British Airways and the British spread that has been dividing the nation since 1902, Marmite, have teamed up to create a limited-edition jar to celebrate the airline’s centenary. (Picture by Nick Morrish/British Airways)

For Brits travelling abroad, it is clear they cannot go without the British spread that has divided the nation since 1902. 

Based on data from London City Airport, Marmite is the most confiscated branded food item at airport security. Other branded items that did not make it past security are Harrods jams and spreads and Lyle’s Golden Syrup.

British Airways and Marmite have teamed up to create a limited-edition jar to celebrate the airline’s centenary, launching on May 1.  As Marmite is the most confiscated brand at airport security, the centenary jar is conveniently sized to fit within the liquid allowance.

The airport has seen deserted jars of Marmite increase 50 per cent in the first three months of 2019, from four to six jars a day, and the airport forecasts it could seize over 2,000 jars this year alone. 

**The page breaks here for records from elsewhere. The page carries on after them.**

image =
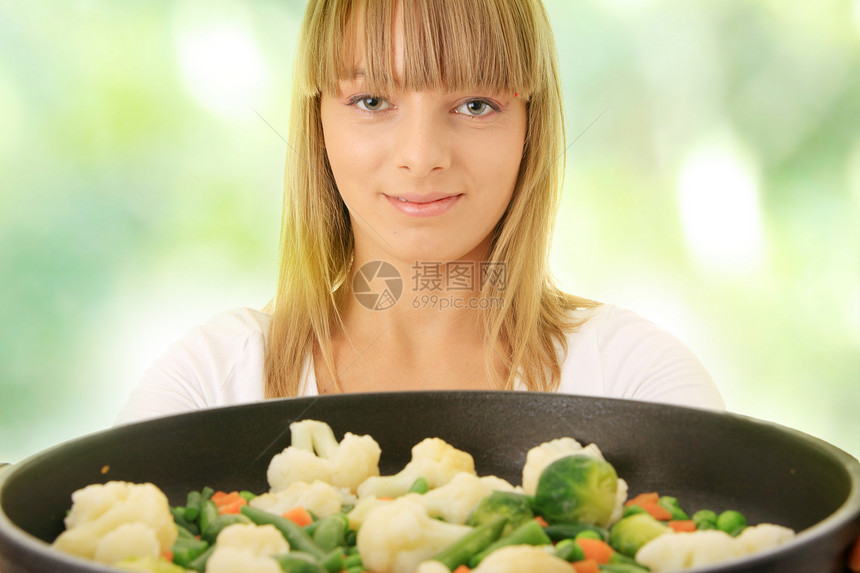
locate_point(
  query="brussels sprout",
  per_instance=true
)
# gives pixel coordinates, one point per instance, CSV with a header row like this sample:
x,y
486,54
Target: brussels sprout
x,y
514,506
705,519
631,533
569,550
577,489
670,504
732,522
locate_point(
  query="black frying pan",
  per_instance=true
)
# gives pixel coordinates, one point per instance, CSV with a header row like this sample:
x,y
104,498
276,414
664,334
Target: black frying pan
x,y
706,459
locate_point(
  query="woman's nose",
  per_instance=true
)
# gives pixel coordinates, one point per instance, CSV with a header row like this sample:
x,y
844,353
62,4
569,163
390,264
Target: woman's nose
x,y
422,144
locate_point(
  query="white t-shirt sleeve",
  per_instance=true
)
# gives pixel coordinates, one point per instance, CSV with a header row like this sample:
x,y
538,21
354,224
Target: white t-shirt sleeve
x,y
617,353
218,363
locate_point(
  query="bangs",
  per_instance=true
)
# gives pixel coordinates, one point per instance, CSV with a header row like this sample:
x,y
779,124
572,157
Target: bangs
x,y
448,45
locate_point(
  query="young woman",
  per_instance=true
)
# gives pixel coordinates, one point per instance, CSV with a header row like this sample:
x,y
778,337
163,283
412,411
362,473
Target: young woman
x,y
422,180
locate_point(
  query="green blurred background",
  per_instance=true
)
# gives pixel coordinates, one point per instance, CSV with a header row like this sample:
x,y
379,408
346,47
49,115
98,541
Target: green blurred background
x,y
713,186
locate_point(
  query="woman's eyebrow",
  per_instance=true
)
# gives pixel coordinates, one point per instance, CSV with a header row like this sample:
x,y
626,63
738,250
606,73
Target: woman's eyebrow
x,y
353,75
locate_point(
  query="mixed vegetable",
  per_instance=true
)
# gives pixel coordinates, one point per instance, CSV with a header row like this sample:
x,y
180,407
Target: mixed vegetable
x,y
329,511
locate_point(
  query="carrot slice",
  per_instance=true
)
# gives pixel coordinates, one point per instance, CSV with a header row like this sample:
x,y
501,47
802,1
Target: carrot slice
x,y
652,497
228,502
299,516
854,558
586,566
682,525
595,549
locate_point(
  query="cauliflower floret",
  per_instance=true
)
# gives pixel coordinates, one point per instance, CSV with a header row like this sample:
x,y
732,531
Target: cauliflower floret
x,y
397,536
433,459
100,510
315,454
763,536
518,558
431,567
681,551
543,455
455,500
245,547
318,497
364,506
129,540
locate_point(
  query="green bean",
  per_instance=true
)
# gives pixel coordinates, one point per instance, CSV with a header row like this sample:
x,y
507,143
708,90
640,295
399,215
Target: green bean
x,y
334,561
182,522
353,560
192,505
187,548
298,562
208,514
569,550
330,532
561,531
297,537
199,564
420,485
471,544
530,533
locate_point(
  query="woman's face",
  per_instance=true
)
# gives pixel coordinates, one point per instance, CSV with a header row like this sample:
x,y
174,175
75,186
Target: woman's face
x,y
426,175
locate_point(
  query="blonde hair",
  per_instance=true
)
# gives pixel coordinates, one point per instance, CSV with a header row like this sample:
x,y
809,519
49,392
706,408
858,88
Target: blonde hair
x,y
448,44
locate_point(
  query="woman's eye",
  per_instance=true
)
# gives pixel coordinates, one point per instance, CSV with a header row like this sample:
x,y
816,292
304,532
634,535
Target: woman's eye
x,y
371,103
476,108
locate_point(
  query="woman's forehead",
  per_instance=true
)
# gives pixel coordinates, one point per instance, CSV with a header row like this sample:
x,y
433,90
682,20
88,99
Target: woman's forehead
x,y
427,44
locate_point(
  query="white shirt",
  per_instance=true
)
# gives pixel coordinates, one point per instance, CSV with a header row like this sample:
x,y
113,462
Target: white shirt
x,y
615,353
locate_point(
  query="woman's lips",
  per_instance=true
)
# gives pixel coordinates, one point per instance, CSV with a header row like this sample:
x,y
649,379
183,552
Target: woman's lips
x,y
430,205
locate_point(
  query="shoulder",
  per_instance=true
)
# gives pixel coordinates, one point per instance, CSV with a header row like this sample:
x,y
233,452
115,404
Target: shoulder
x,y
217,363
615,352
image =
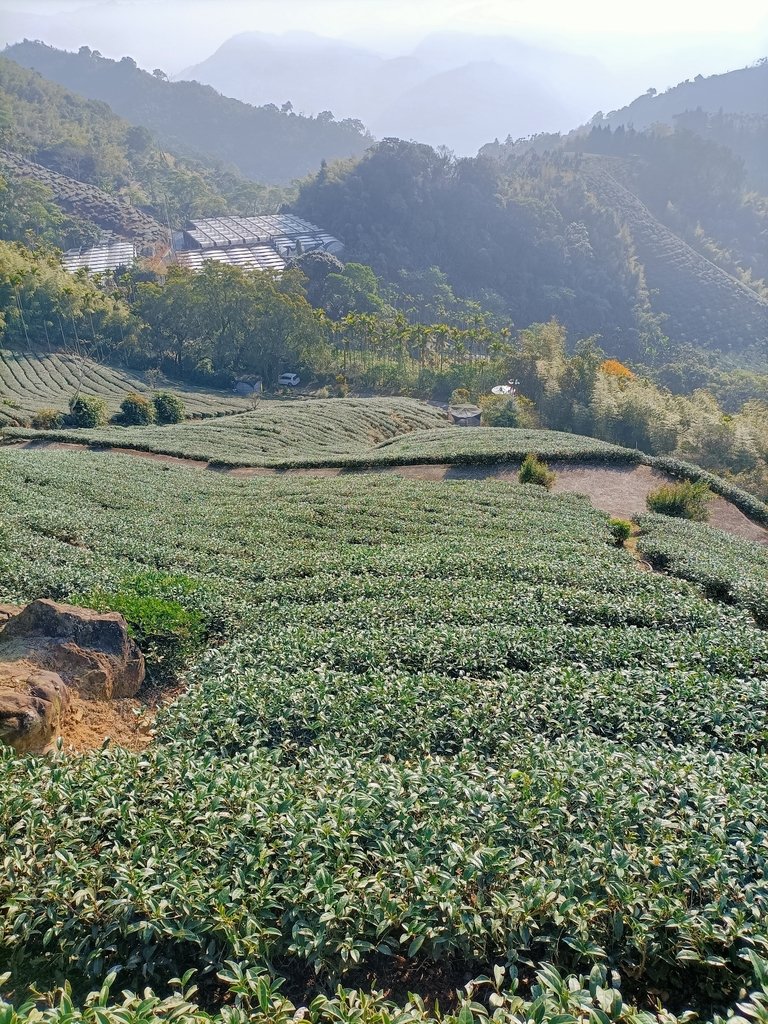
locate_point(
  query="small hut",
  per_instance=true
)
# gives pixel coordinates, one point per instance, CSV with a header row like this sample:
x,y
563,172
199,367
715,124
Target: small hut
x,y
248,385
465,416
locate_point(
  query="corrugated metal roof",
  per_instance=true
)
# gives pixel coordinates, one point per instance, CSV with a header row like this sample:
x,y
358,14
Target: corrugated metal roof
x,y
257,257
108,256
280,229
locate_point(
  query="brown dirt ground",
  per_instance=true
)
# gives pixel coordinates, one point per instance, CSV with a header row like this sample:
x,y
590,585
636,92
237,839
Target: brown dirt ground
x,y
127,722
620,491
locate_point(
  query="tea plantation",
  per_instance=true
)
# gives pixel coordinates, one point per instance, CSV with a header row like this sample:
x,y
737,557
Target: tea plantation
x,y
278,433
439,732
31,381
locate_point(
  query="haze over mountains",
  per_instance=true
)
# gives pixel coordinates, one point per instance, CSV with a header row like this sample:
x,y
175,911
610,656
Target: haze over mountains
x,y
431,71
452,89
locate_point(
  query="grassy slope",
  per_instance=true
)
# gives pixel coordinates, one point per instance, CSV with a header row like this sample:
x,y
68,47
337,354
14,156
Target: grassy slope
x,y
325,434
729,569
33,381
350,773
702,301
311,432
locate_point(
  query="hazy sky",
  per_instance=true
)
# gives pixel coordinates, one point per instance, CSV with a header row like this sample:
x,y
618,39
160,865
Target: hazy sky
x,y
656,42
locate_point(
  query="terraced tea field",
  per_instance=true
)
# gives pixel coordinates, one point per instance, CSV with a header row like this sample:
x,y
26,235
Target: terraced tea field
x,y
441,732
706,305
276,433
30,382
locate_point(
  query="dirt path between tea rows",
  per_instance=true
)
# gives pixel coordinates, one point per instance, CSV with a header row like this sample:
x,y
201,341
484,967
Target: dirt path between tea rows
x,y
620,491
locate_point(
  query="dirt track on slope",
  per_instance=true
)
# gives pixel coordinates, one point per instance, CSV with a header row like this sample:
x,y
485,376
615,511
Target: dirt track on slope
x,y
620,491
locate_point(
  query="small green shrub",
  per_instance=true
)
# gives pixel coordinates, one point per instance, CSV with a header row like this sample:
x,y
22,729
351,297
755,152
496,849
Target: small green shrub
x,y
500,411
86,411
136,411
686,500
47,419
168,633
535,471
168,408
621,529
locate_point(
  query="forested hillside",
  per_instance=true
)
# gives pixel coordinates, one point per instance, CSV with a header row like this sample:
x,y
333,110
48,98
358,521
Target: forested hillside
x,y
77,150
264,143
536,237
740,91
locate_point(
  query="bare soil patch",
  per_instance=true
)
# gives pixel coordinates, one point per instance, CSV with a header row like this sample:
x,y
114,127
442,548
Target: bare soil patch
x,y
620,491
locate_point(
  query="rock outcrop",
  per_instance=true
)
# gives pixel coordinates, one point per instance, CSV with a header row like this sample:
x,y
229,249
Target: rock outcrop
x,y
33,706
53,656
90,650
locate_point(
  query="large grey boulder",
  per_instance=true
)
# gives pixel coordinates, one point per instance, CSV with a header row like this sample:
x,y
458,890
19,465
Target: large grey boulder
x,y
90,650
33,705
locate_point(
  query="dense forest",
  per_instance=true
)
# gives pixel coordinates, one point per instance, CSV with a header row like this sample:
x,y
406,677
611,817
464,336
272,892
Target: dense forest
x,y
653,248
264,143
543,265
87,159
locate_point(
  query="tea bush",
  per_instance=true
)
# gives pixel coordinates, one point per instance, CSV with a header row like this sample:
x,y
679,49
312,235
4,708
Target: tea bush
x,y
168,408
135,411
47,419
87,411
443,729
535,471
621,529
686,500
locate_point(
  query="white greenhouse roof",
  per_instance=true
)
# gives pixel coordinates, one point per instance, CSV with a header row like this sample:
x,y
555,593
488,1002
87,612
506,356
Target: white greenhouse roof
x,y
258,257
220,232
107,256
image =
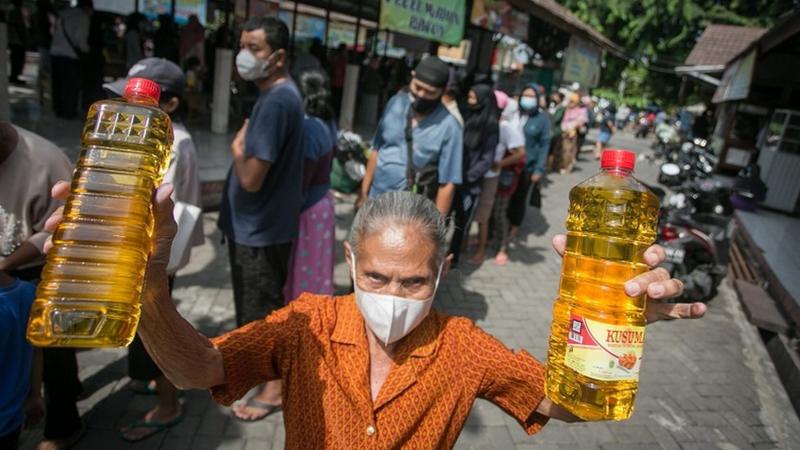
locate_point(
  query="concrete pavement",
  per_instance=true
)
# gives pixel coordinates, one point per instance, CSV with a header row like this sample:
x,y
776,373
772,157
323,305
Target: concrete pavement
x,y
704,384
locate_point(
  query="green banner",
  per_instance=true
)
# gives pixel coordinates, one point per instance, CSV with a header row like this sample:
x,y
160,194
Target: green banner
x,y
437,20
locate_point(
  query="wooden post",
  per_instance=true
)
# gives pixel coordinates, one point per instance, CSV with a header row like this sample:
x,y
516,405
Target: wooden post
x,y
294,30
358,25
327,22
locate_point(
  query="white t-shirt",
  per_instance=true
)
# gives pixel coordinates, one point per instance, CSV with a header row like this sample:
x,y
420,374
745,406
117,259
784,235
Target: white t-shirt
x,y
510,137
182,172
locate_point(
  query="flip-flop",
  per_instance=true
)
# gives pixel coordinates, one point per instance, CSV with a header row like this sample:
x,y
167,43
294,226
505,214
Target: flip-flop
x,y
253,403
143,388
146,389
157,427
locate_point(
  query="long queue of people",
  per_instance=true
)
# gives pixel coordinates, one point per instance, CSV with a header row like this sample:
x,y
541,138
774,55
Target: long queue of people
x,y
479,156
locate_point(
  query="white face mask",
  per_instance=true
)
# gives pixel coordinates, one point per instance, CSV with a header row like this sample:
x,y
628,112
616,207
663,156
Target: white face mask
x,y
389,317
249,67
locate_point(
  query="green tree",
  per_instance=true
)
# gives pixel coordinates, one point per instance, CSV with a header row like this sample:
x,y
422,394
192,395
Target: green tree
x,y
659,34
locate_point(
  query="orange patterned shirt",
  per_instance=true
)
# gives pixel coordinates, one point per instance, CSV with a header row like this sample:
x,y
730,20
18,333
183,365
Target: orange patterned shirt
x,y
318,347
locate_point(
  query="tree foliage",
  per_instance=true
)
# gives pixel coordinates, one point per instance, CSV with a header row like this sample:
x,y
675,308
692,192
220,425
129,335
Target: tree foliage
x,y
659,34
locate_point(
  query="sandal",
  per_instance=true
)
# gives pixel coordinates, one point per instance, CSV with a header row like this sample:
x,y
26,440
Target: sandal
x,y
152,426
253,403
143,387
63,443
501,260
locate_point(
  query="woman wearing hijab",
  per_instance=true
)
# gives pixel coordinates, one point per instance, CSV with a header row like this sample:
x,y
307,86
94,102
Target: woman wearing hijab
x,y
575,117
481,131
509,152
536,128
192,41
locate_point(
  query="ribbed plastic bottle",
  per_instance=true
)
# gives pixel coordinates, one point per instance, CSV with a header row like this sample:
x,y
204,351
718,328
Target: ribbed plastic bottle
x,y
92,282
597,334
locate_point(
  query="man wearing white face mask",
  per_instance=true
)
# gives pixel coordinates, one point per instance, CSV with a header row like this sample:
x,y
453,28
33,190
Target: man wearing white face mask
x,y
263,195
379,369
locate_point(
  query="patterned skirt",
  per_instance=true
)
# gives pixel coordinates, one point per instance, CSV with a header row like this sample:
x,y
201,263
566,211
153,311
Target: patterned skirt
x,y
311,263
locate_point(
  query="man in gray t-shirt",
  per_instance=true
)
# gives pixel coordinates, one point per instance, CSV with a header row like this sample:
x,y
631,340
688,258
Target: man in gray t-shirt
x,y
263,193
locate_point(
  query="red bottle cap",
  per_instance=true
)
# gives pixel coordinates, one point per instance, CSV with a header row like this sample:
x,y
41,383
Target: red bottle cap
x,y
142,87
622,159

The special edition spread will be exclusively available to customers on board all flights from May 1. 

To coincide with the launch, on April 30 London City Airport will be holding an amnesty at its security gates, giving all customers the chance to swap their over-sized, prohibited jars of Marmite for British Airways’ travel-friendly version.

British Airways will be releasing a series of centenary editions in partnership with British brands during its milestone year. Earlier this month the airline announced a partnership with Scottish craft brewers, BrewDog, who have created a transatlantic IPA for customers and in a world first brewed the beer on a flight. The airline has also partnered with luxury British watchmakers Bremont on the launch of a new limited-edition timepiece, featuring metal from one of the most famous and iconic planes in history – Concorde.

The 70g jar will cost £3.

London City Airport donates the majority of confiscated food items to a local charity, Community Food Enterprise (CFE). 

Since the partnership started in April 2017, the charity has distributed three tonnes of items to 16 smaller charities in East London, to ensure the confiscated items can help vulnerable people locally. A ‘Mail and Fly’ service is also offered should passengers wish to post confiscated items to a specified address.